金利上昇で一部繰り上げ返済する人が半数近くに

実は日本の住宅ローン利用者の多くは住宅ローン金利が変動するタイプ(変動金利)を選択するのが一般的。低金利が続いていたころは他の金利タイプに比べて低い金利で借りられたからです。

しかし今回の金利上昇によって変動金利のリスクが現実のものに。そこで対応策の1つとして挙がるのが繰り上げ返済。毎月の返済に加えて、住宅ローン残高を予定より早く返済することで、住宅ローン残高が減り、毎月の支払利息も減るため、金利上昇による支払利息の増加を軽減できます。

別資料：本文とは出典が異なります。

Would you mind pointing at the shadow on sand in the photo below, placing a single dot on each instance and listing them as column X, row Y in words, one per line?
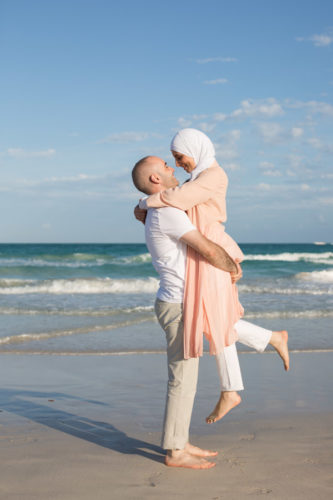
column 24, row 404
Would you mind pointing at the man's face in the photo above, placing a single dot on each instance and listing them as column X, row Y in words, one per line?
column 166, row 174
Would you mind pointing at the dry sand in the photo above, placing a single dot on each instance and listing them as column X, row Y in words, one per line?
column 88, row 427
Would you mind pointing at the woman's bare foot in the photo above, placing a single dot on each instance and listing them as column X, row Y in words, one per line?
column 227, row 401
column 181, row 458
column 279, row 340
column 199, row 452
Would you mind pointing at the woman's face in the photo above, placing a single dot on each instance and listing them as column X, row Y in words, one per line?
column 186, row 162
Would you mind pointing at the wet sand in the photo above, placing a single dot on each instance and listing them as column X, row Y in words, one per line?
column 88, row 427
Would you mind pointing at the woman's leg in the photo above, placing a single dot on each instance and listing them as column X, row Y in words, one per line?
column 231, row 382
column 252, row 335
column 258, row 338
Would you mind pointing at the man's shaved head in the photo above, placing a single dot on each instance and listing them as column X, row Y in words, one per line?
column 151, row 173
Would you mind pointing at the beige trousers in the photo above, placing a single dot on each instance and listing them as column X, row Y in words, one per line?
column 183, row 377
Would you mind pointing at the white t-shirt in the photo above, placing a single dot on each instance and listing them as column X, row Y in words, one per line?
column 163, row 229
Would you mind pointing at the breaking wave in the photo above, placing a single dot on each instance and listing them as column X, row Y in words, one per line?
column 79, row 286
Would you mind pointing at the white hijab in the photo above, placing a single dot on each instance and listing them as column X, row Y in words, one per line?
column 194, row 143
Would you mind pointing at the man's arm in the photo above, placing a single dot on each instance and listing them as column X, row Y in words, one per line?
column 140, row 214
column 212, row 252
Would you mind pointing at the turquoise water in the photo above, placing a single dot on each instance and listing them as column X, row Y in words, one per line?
column 74, row 298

住宅ローン利用者は金利上昇に対して何か対応を検討しているのでしょうか。調査結果では、「検討する」と回答した人が67.2%に。具体的な対応策としては、「一部繰上返済をする」と回答した人が45.0%と最多で他の選択肢を圧倒。

確かに繰り上げ返済には支払利息の節約効果がありますが、一方で手元の資金が減ってしまうため、急にまとまった出費が発生した場合に資金不足の恐れが。不足分をまかなうために再びお金を借りては元も子もありません。子どもがいて出費がかさむ世代などは特に注意が必要です。

また住宅ローン利用者は障害や死亡などで返済ができなくなった場合に住宅ローン残高がゼロになる団体信用生命保険に加入することが一般的ですが、繰り上げ返済で住宅ローン残高が減ってしまうと、保険の効果が薄れてしまうことも。 

次いで多いのは「金利上昇によって返済にどの程度の差が出るか自分で確認する」「借入金融機関へ返済計画見直しの相談をする」と回答した人でそれぞれ20.1%、19.9%。いきなり行動に移すのではなく、まずは対応を検討してみたり、専門家に相談したり、できることから始める人も一定数いるようです。